REDAKSI8.COM, BANJARBARU – Kesejahteraan atlet hingga sarana prasarana olahraga di Banjarbaru jadi perhatian sejumlah wakil rakyat.
Informasi itu tertuang dalam rancangan peraturan daerah (Raperda) Keolahragaan.

Dalam Raperda inisiatif tersebut ada beberapa hal yang turut diperhatikan. Diantaranya, insentif, bonus dan sumber daya atlet di Kota Idaman.
“Kemarin di 2022 kita (Banjarbaru) dari segi insentif untuk atlet maupun bonus masih rendah. Hal ini mengakibatkan atlet Banjarbaru mudah migrasi ke daerah lain,” ucap Ketua Bapemperda DPRD Banjarbaru, Windi Novianto, Jumat (30/6) tadi.

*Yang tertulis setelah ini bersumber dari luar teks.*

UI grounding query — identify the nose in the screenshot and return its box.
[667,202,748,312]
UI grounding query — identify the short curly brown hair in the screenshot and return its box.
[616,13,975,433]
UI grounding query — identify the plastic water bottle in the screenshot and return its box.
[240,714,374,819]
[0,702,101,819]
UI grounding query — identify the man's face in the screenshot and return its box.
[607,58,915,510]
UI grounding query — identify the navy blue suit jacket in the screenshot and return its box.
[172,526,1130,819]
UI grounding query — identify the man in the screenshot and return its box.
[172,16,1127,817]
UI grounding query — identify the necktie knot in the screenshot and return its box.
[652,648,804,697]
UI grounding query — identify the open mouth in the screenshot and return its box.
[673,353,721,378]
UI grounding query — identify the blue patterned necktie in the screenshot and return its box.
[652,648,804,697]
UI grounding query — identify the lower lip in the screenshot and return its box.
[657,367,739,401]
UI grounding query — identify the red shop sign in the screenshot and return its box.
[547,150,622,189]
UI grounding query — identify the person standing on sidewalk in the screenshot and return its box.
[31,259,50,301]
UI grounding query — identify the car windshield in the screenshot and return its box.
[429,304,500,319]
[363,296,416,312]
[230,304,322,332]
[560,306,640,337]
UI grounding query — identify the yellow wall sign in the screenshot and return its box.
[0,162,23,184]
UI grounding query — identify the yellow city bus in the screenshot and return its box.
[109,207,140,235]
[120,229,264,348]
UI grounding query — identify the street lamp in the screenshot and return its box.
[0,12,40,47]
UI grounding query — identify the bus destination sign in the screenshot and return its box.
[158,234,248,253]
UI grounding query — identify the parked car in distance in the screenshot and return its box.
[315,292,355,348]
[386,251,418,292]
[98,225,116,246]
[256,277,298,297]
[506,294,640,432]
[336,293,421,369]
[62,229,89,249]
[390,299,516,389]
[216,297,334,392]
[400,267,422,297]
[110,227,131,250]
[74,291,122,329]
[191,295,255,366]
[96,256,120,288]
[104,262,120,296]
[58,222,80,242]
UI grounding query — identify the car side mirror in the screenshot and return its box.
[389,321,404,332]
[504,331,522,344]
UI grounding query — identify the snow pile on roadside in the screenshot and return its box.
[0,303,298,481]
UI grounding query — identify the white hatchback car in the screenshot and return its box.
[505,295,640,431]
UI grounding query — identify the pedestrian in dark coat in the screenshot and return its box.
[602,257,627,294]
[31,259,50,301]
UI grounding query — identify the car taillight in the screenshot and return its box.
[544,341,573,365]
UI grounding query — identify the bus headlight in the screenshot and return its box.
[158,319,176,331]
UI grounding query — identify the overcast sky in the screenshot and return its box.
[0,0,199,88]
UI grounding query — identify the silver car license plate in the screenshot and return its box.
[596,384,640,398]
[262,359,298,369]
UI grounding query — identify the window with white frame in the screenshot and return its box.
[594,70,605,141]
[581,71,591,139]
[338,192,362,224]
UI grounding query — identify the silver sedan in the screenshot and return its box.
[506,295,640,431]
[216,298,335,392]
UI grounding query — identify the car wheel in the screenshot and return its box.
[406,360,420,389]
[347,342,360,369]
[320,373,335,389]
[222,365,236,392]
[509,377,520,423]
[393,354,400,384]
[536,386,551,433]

Disamping itu menurut Windi, digodoknya Raperda inisiatif tersebut supaya ada komitmen Pemko Banjarbaru membangun olahraga di Banjarbaru
Terpisah, Anggota Lembaga Penelitian dan Pengabdian Masyarakat (LPPM) Universitas Lambung Mangkurat (ULM), Reza Fahlevi mengatakan raperda itu merupakan turunan dari Undang-Undang Nomor 11 Tahun 2022 tentang Keolahragaan.
“Yang mana, pada intinya mengajak masyarakat berolahraga. Terlebih angka partisipasi olahraga di Banjarbaru masih sangat rendah,” kata Reza.

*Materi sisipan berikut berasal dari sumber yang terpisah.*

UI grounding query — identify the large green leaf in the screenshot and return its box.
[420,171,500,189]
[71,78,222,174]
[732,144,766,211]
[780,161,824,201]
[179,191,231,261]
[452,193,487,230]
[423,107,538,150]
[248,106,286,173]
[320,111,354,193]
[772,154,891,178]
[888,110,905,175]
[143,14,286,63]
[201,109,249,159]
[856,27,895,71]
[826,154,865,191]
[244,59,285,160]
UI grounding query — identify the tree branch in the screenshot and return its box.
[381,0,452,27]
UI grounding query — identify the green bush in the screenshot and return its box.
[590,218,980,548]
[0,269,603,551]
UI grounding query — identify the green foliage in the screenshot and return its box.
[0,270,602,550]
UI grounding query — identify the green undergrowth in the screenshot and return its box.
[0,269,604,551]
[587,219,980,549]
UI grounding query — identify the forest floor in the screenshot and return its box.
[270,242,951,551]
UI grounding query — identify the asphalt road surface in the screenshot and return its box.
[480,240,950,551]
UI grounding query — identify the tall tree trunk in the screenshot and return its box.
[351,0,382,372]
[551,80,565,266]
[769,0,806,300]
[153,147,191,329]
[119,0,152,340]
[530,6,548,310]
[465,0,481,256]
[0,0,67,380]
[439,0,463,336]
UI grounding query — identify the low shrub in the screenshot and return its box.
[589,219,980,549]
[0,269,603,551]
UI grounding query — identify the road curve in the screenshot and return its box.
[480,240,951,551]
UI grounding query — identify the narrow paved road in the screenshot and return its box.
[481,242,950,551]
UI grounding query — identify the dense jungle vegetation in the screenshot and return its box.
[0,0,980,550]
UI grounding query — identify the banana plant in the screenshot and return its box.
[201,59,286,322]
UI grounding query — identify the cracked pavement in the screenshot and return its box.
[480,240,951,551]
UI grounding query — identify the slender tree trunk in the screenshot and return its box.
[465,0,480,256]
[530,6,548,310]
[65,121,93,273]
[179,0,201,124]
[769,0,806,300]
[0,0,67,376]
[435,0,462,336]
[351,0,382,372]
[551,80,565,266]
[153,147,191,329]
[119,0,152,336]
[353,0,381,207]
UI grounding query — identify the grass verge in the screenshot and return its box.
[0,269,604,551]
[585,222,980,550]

Minimnya sarana prasarana olahraga, kesejahteraan atlet dan pembinaan bibit atlet menurutnya masuk dalam subtansi Raperda.
Katanya, persoalan klasik tentang keolahragaan yang dihadapi daerah turut menjadi pembahasan.
Misal, ada atlet yang dibina di Banjarbaru untuk sebuah pertandingan, tiba-tiba atlet tersebut malah pindah mewakili daerah lain.
Tentu hal ini pikirnya bakal merugikan Banjarbaru yang telah susah payah membina atlet.
Namun kabar baiknya, DPRD Banjarbaru merupakan inisiator pertama di tingkat Kabupaten/Kota yang menggodok Raperda tentang Keolahragaan.
Lebih lanjut, Reza menyebut kajian yang dilakukan oleh pihaknya telah mencapai 90 persen. Naskah Akademik (NA) juga telah disusun.
“Target kami di pertengahan Juli sudah bisa selesai dan baru setelahnya uji publik,” pungkasnya.